Yes, I know that paper. To what I understood, they just re-use the shading. Related is also a EG paper a while ago, which does iterative image warping ( http://www.farpeek.com/papers/IIW/IIW-EG2012.pdf ) However, they seem to need a stereo image pair to compute the following image.

The advantage of the raycasting method is, that it can reuse color and position, and further that raycasting allows to selectively raycast missing pixels, which is impossible with rasterization.

Yes, this technology is in general for speeding up primary rays. For secondary rays it depends - for static light sources, you can store the shadow information along with the pixel, then you can re-use it in the following frame as well.

If its a reflection or refraction, then you could do a quick neighbor search in the previous frame if its possible to reuse anything - but most probably this technology wont suit well for that case.

From your brief description this sounds very much like the temporal antialiasing techniques that are commonly used with rasterization. For reprojecting camera movement you really only need depth per pixel, since that's enough to reconstruct position with high precision. However it's better if you store per-pixel velocity so that you can handle object movement as well (although keep in mind you need to store multiple layers if you want to handle transparency). Another major issue that you have when doing this for antialiasing is that often your reprojection will fail for various reasons. The pixel you're looking for may have been "covered up" the last frame, or the camera may have cut to a comepletely different scene, or there might be something rendered that you didn't track in your position/depth/velocity buffer. Those cases require careful filtering that will exclude non-relevant samples, which generally means taking drop in quality for those pixels for at least that one frame.
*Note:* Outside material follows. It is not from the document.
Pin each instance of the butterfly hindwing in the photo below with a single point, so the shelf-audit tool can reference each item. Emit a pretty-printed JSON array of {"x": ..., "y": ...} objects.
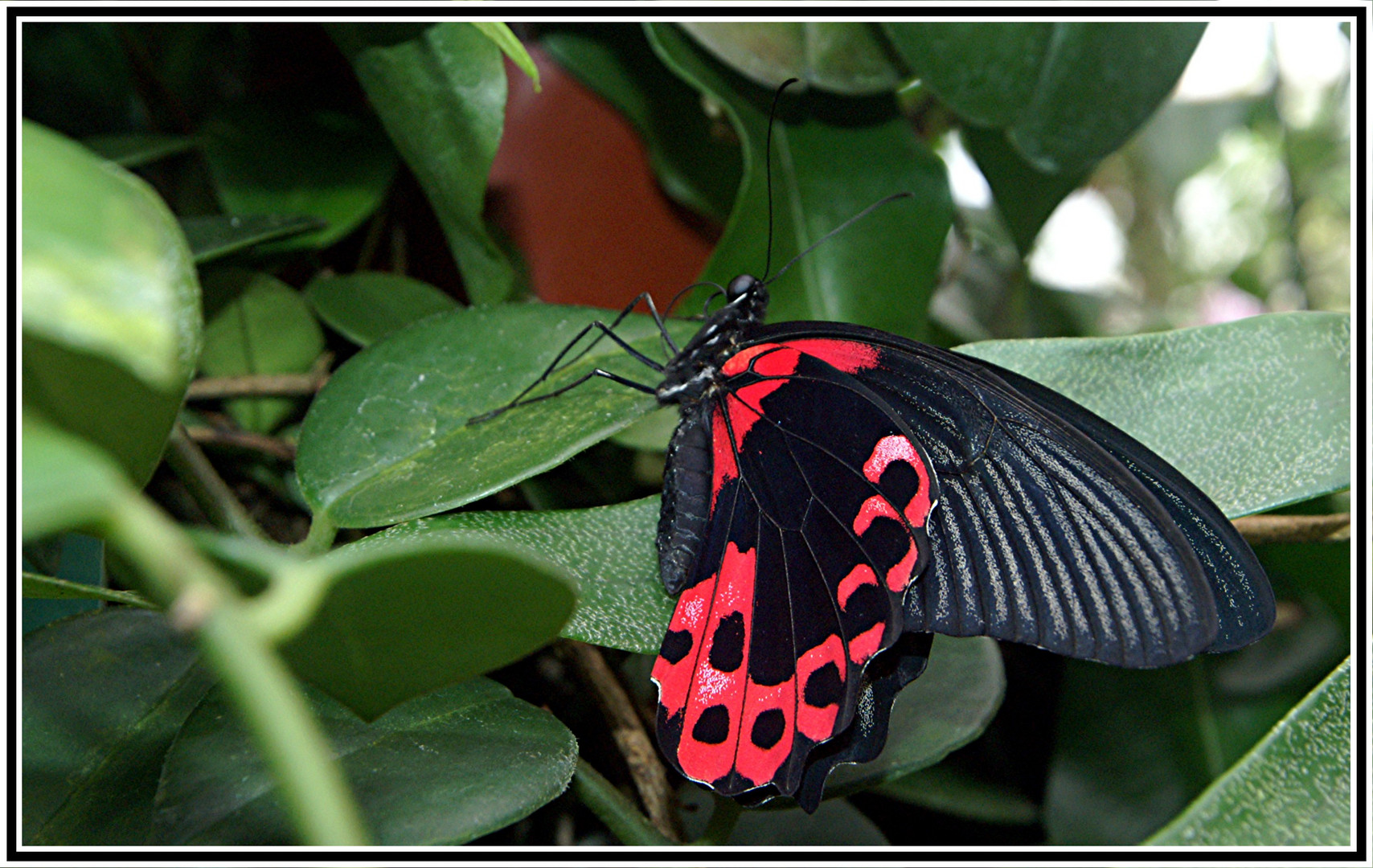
[{"x": 828, "y": 525}]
In your case I would imagine that you have to do the same thing, since spiking to 5x the render time for even a single frame would be very bad.

Yes, its related to temporal antialiasing techniques. However there, the geometry is not reused and needs to be rendered again. For the coordinates I also tried different ways but it turned out that using relative coordinates (such as the zbuffer) tend to accumulate the error over multiple frames, and the image is not consistent anymore then.

Transparency is not yet handled and might need special treatment indeed. Its just for opaque surfaces.

To still cache the pixels efficiently even lots of them get covered-up / overwritten, I am using a multi buffer cache. That means the result of a screen is alternately stored in either cache, while both caches are projected to the screen at the beginning before filling the holes by raycasting. That can keep the pixels efficiently, as pixels that are covered up in one frame might already be visible again in the next frame. In general the caching works well. Also its a relaxed caching theme, where not every empty pixel get filled by a ray. The method uses an image filter for filling small holes and only fills holes that are 2x2 pixels large (the threshold can be defined) by raycasting.

If the camera changes to a different view, then obviously the cache cannot be used and the first frame will render slower.

Nice, sounds cool!